During 2011, several years ahead of the celebrated David Bowie display opened at the renowned Victoria and Albert Museum in London, I publicly announced a lesbian. Until that moment, I had only been with men, with one partner I had entered matrimony with. After a couple of years, I found myself nearing forty-five, a newly single caregiver to four kids, residing in the United States.
Throughout this phase, I had started questioning both my personal gender and sexual orientation, seeking out answers.
My birthplace was England during the beginning of the seventies - before the internet. During our youth, my companions and myself didn't have Reddit or video sharing sites to turn to when we had curiosities about intimacy; instead, we looked to pop stars, and during the 80s, artists were experimenting with gender norms.
The Eurythmics singer donned boys' clothes, The Culture Club frontman wore girls' clothes, and bands such as well-known groups featured performers who were publicly out.
I craved his slender frame and sharp haircut, his strong features and flat chest. I aimed to personify the artist's German phase
During the nineties, I lived riding a motorbike and wearing androgynous clothing, but I went back to conventional female presentation when I opted for marriage. My husband relocated us to the United States in 2007, but when our relationship dissolved I felt an undeniable attraction back towards the masculinity I had earlier relinquished.
Given that no one experimented with identity quite like David Bowie, I opted to spend a free afternoon during a warm-weather journey back to the UK at the V&A, with the expectation that maybe he could provide clarity.
I was uncertain precisely what I was searching for when I stepped inside the exhibition - perhaps I hoped that by submerging my consciousness in the opulence of Bowie's gender experimentation, I might, in turn, encounter a clue to my true nature.
I soon found myself positioned before a small television screen where the visual presentation for "the iconic song" was playing on repeat. Bowie was performing confidently in the front, looking stylish in a charcoal outfit, while off to one side three backing singers in feminine attire clustered near a microphone.
Unlike the entertainers I had seen personally, these ladies failed to move around the stage with the poise of born divas; conversely they looked unenthused and frustrated. Positioned as supporting acts, they had gum in their mouths and expressed annoyance at the boredom of it all.
"Boys keep swinging, boys always work it out," Bowie voiced happily, seemingly unaware to their reduced excitement. I felt a fleeting feeling of empathy for the accompanying performers, with their pronounced make-up, ill-fitting wigs and constricting garments.
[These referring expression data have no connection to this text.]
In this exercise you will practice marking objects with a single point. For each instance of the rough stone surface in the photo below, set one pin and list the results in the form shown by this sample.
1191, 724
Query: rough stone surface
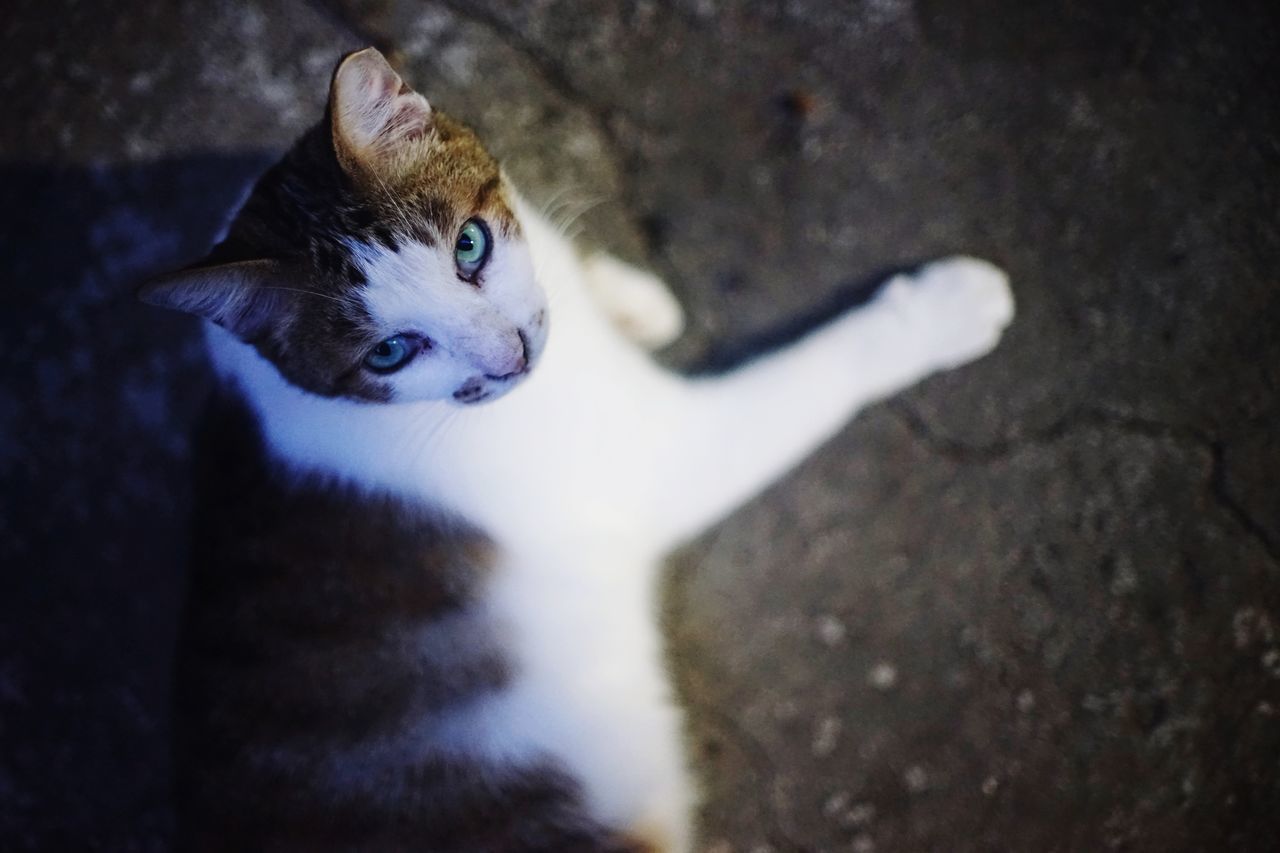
1031, 605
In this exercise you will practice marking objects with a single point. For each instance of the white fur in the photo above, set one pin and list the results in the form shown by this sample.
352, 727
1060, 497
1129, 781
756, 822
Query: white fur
592, 470
474, 328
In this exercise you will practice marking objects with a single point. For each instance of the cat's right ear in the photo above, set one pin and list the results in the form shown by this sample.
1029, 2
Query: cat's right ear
245, 297
376, 117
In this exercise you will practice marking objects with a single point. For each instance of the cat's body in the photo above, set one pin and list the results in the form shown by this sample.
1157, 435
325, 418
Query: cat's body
499, 683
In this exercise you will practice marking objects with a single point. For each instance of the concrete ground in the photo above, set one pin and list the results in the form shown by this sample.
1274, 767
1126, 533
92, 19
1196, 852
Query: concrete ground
1032, 605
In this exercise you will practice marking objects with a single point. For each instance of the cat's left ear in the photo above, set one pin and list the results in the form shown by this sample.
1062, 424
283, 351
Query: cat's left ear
245, 297
375, 114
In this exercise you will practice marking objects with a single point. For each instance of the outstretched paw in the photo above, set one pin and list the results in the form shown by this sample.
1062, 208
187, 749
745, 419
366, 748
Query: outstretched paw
958, 305
638, 302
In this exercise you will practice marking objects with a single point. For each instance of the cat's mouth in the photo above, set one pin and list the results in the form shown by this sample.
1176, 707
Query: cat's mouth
488, 387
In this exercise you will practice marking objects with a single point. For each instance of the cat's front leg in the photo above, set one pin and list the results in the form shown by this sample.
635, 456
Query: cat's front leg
638, 302
731, 436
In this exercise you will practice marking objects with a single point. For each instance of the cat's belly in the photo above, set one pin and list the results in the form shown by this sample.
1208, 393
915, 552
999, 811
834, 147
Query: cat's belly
588, 689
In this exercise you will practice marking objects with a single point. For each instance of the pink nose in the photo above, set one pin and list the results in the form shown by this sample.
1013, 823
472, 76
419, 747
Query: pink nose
519, 363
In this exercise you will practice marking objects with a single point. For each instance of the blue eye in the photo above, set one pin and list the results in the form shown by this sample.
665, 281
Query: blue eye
392, 354
471, 251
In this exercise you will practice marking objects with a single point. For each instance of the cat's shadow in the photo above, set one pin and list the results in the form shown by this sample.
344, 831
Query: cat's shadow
722, 356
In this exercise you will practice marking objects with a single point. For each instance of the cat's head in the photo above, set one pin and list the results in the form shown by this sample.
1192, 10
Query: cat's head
380, 259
They appeared to feel as ill-at-ease as I did in female clothing - annoyed and restless, as if they were longing for it all to end. Just as I understood I connected with three individuals presenting as female, one of them removed her wig, smeared the lipstick from her face, and unveiled herself as ... Bowie! Revelation. (Understandably, there were additional David Bowies as well.)
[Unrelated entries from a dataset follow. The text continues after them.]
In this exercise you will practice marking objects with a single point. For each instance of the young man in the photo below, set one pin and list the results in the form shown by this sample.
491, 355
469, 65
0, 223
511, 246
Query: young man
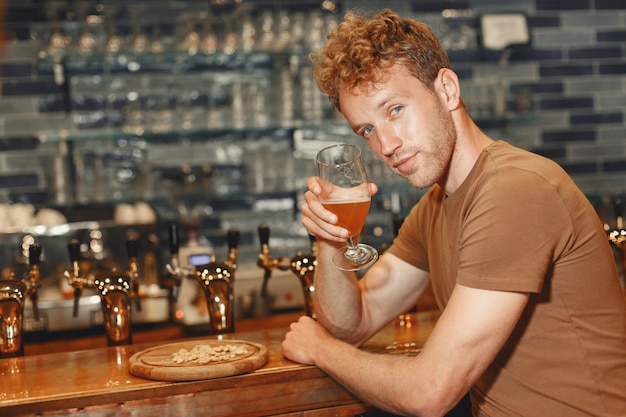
533, 321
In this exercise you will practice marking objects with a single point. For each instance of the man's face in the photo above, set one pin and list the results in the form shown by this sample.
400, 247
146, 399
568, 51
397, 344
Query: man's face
405, 125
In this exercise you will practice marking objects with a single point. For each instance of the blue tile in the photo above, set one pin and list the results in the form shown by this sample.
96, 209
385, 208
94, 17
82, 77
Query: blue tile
606, 69
611, 36
596, 118
565, 136
19, 180
8, 143
538, 87
560, 70
595, 53
543, 22
566, 103
521, 54
542, 5
610, 4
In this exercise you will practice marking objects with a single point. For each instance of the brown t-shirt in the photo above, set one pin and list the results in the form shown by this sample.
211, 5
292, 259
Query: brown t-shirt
519, 223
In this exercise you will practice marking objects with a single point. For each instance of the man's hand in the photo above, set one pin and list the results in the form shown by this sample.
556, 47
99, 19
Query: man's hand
317, 220
303, 339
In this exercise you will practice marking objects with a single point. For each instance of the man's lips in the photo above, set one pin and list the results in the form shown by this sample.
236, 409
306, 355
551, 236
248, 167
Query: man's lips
405, 164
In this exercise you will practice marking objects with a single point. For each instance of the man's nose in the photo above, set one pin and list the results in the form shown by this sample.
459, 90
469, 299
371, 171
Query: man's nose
389, 139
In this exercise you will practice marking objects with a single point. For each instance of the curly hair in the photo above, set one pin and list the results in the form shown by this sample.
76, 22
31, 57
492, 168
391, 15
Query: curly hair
360, 50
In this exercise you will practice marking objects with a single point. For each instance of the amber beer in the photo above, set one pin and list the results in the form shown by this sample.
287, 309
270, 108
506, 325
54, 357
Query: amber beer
351, 214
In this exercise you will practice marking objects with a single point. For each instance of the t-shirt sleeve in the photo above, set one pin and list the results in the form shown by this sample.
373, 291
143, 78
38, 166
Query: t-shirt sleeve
512, 232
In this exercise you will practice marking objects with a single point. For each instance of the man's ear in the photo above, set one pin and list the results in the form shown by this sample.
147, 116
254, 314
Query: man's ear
448, 87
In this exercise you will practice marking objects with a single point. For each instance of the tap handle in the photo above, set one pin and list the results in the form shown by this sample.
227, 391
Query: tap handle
397, 222
77, 293
264, 236
232, 237
174, 245
73, 248
34, 254
132, 245
132, 248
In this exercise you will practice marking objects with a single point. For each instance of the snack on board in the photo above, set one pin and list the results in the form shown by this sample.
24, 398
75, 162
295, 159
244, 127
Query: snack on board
203, 354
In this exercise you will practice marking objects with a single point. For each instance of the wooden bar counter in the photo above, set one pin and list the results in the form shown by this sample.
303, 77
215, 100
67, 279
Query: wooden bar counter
96, 382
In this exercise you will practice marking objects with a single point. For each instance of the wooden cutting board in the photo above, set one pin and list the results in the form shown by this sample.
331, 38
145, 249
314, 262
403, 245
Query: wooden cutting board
157, 363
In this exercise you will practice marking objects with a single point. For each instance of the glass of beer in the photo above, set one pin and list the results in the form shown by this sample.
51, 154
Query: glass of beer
345, 192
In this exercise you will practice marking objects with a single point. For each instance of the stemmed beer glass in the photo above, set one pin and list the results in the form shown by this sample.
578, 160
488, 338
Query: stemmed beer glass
345, 192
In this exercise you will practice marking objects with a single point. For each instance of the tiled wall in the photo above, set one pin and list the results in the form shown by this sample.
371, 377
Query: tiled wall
564, 92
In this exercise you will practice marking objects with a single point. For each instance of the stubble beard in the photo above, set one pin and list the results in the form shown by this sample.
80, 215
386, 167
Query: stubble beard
434, 162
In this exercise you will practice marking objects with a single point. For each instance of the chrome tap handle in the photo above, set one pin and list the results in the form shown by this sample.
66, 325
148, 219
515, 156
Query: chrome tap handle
264, 239
265, 258
34, 257
132, 249
313, 243
397, 223
232, 237
174, 239
73, 277
174, 266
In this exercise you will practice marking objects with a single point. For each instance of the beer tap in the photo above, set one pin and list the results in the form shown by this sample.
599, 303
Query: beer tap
132, 248
33, 284
215, 278
176, 270
74, 276
115, 290
12, 300
266, 261
303, 265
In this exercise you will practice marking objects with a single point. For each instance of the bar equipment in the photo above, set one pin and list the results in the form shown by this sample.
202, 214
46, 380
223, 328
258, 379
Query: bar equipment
268, 264
13, 295
617, 237
216, 279
116, 289
303, 265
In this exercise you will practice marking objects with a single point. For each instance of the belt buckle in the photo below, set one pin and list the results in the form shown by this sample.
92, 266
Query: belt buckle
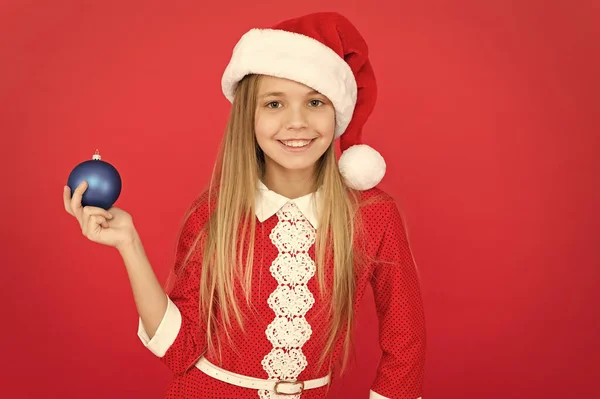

At that moment, I became completely convinced that I desired to remove everything and transform like Bowie. I wanted his slender frame and his sharp haircut, his angular jaw and his masculine torso; I sought to become the lean-figured, Bowie's German period. And yet I couldn't, because to genuinely embody Bowie, first I would need to be a man.
Declaring myself as gay was a different challenge, but transitioning was a much more frightening prospect.
It took me further time before I was prepared. Meanwhile, I did my best to adopt male characteristics: I stopped wearing makeup and threw away all my skirts and dresses, shortened my locks and commenced using men's clothes.
I changed my seating posture, walked differently, and changed my name and pronouns, but I paused at surgical procedures - the potential for denial and second thoughts had rendered me immobile with anxiety.
After the David Bowie display finished its world tour with a engagement in New York City, following that period, I went back. I had arrived at a crisis. I couldn't go on pretending to be a person I wasn't.
Standing in front of the identical footage in 2018, I knew for certain that the problem wasn't my clothes, it was my biological self. I wasn't a masculine woman; I was a feminine man who'd been wearing drag since birth. I aimed to transition into the individual in the stylish outfit, dancing in the spotlight, and then I comprehended that I was able to.
I made arrangements to see a doctor not long after. The process required additional years before my transition was complete, but none of the things I anticipated occurred.
I still have many of my traditional womanly traits, so individuals frequently misidentify me for a gay man, but I'm comfortable with that outcome. I desired the liberty to experiment with identity as Bowie had - and now that I'm content with my physical form, I can.